Environmental groups hailed the U.S. Supreme Court’s rejection of an appeal challenging a federal rule that bars development on 50 million acres of roadless areas in national forests in Utah and elsewhere, ending one of the main legal battles that had left the rule in doubt for more than a decade.
“We thought the 10th Circuit Court got it exactly right when it recognized the authority of the Forest Service to protect roadless areas,” said Heidi McIntosh, associate director of the Southern Utah Wilderness Alliance, about the lower court’s decision that upheld the rule. “You hear a lot of rhetoric about how these federal lands are for multiple use, and it is the guiding principle, but it does not require mining and drilling everywhere. Multiple use includes no use and federal authorities have a right to protect these areas.”
The justices said Monday they will leave in place the 10th Circuit Court’s decision in the case brought by the state of Wyoming and the Colorado Mining Association that upheld the so-called roadless rule that took effect late in the presidency of Bill Clinton.
Supporters of the rule said the nation’s forests need protection from development to preserve forested areas that provide wildlife and natural resource habitat for hunting, fishing and recreation as well as other benefits. They note the rule has exceptions to allow logging in order to protect the forest from severe wildfires and for public safety.
In their challenge to the rule, Wyoming and the Colorado Mining Association said closing so much forest land to development has had serious consequences for residents of Western states and the logging, mining and drilling industries. The challenge centered on the contention that the U.S. Forest Service essentially declared forests to be wilderness areas, a power that rests with Congress under the 1964 Wilderness Act.
Colorado news reports said the long list of organizations that had asked the U.S. Supreme Court to take the case included the Utah Mining Association, the National Mining Association, the American Petroleum Institute, the National Cattleman’s Beef Association and the American Forest Resource Council; and the eight states filing amicus briefs were Utah, Alabama, Alaska, Arizona, Michigan, North Dakota, South Dakota and Virginia.
Alan Matheson, environmental adviser to Gov.

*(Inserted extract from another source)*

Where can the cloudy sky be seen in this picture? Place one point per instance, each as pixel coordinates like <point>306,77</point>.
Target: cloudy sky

Gary Herbert , said Utah will continue to work with federal land management agencies to make sure the lands are being managed appropriately.
“We all benefit from healthy lands. The concern is that the forests haven’t been as managed as well as maybe they should have been,” Matheson said. “We want the flexibility to be able to manage the forests to deal with beetle kills, forest fires and etc. Forests provide clean water, wildlife, recreation opportunities and resources. We share in the goal of protecting those natural resources.”
National environmental groups applauded the ruling.
“The Supreme Court action validates arguably one of most important public land conservation polices in a generation,” said Jane Danowitz, director of the Pew Environment Group, which has worked on the rulemaking since 1998. “Without the roadless rule and its national standard of protection these millions of acres of pristine forest land could be opened to a variety of development, including logging, mining and drilling.”
“We’re glad the Supreme Court put the final nail in the coffin of Wyoming’s case,” said Tim Preso, an attorney with the environmental law firm Earthjustice.
The decision means there’s just one more legal challenge pending against the rule. The challenge filed by Alaska is pending in federal court in Washington, D.C.
Danowitz expressed confidence that Monday’s Supreme Court decision would mean the demise of the Alaska challenge as well.
“When you get an action by the highest judicial body in the land that validates the roadless rule that bodes well for any future litigation,” she said.
Wyoming Gov. Matt Mead said restrictions on 3 million acres of national forest in the state would have economic consequences for the state, which relies heavily on the mineral extraction industry.
“While I am disappointed in the decision, I am ready to move on continuing to work with the (U.S.) Forest Service about these concerns,” Mead said in a short statement.
The U.S. Forest Service currently manages more than 190 million acres of land used for multiple purposes that must comply with strict rules on land use changes spelled out in the federal Wilderness Act and National Environmental Policy Act.
The roadless rule enacted under Clinton in 2001 had been upheld earlier by both the Denver-based 10th U.S. Circuit Court of Appeals and the San Francisco-based 9th U.S. Circuit in separate cases.
The 10th Circuit overturned Cheyenne-based U.S. District Judge Clarence Brimmer who had decided the rule created a de facto wilderness area.
The years of legal wrangling led to a variation of the national rule in Colorado, which developed its own regulations for the state’s 4.2 million acres of roadless areas. Its regulations, approved by U.S. Agriculture Secretary Tom Vilsack in July, are less stringent, allowing more flexibility to allow for the thinning of forests to help ski resort expansion and coal mining in the North Fork region.
Colorado Mining Association President Stuart Sanderson said the Supreme Court action is disappointing but limited development of coal in some Colorado national forest areas will continue. “The mines in this region employ more than 1,000 workers, those jobs must be preserved,” Sanderson said.
Tribune reporter Brett Prettyman and the Summit (Colorado) Business Journal contributed to this story.